ARTICLE AD BOX
Siswa SMP N 1 STM Hilir, Kabupaten Deli Serdang, Sumut, Rindu Syahputra Sinaga (14 tahun) meninggal pada Kamis (26/9) lalu. Disebut-sebut, Rindu meninggal lantaran dihukum squat jump oleh gurunya, SW, 100 kali.
Lantas, bagaimana penjelasan medis soal ini?
Dokter spesialis jantung dan kardiovaskular, dr Vito Anggarino Damay, memberikan penjelasan soal aktivitas squat jump. Vito mengatakan, jika dilakukan dengan benar dan intensitas yang sesuai, maka squat jump memberikan dampak fisik yang baik.

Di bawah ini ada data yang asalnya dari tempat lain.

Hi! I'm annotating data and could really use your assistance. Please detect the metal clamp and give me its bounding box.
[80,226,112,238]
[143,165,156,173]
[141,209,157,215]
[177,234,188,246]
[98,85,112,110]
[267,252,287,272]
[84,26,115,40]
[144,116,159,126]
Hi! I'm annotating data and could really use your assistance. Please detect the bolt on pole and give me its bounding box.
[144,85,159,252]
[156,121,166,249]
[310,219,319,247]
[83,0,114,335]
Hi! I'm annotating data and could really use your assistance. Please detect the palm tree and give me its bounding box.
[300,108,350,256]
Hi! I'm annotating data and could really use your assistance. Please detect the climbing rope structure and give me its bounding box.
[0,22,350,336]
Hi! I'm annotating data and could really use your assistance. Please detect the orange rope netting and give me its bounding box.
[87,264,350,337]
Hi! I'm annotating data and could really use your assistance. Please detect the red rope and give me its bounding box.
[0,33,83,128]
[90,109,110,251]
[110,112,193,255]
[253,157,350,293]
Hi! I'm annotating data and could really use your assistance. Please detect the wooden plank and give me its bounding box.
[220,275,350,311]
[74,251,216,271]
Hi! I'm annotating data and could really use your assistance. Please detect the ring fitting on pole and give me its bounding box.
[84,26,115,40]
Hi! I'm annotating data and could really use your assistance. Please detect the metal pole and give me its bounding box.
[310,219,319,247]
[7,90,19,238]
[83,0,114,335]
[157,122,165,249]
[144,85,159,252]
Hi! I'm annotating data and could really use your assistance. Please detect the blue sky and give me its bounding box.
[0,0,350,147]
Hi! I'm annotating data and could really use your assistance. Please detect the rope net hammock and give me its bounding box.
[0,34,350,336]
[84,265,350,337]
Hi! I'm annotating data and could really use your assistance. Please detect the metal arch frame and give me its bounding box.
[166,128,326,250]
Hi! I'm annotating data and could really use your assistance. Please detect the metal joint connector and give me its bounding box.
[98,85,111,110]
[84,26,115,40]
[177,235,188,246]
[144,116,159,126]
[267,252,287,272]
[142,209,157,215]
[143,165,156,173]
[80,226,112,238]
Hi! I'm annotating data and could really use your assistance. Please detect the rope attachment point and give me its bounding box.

“Jika dilakukan dengan teknik yang benar, intensitas yang sesuai, dan memperhatikan kemampuan fisik individu. Misalnya pada kegiatan olahraga. Latihan ini bermanfaat untuk kebugaran jika dilakukan dengan benar,” kata Vito pada Rabu (2/10).
Adapun jumlah yang disarankan untuk pemula yakni 10 hingga 20 secara repetisi.
“Jumlah squat jump yang disarankan tergantung pada tingkat kebugaran individu. Untuk pemula, lebih baik memulai dengan 10-20 repetisi per set dengan istirahat di antara set,” kata dia.
“Jumlah ini bisa ditingkatkan secara bertahap seiring dengan peningkatan kebugaran. Pastikan juga untuk melakukan pemanasan sebelum latihan dan pendinginan setelahnya untuk menghindari cedera,” sambung dia.
Meski begitu, Vito menuturkan, jika dilakukan berlebihan dan dengan cara yang tidak benar, maka squat jump dapat berbahaya.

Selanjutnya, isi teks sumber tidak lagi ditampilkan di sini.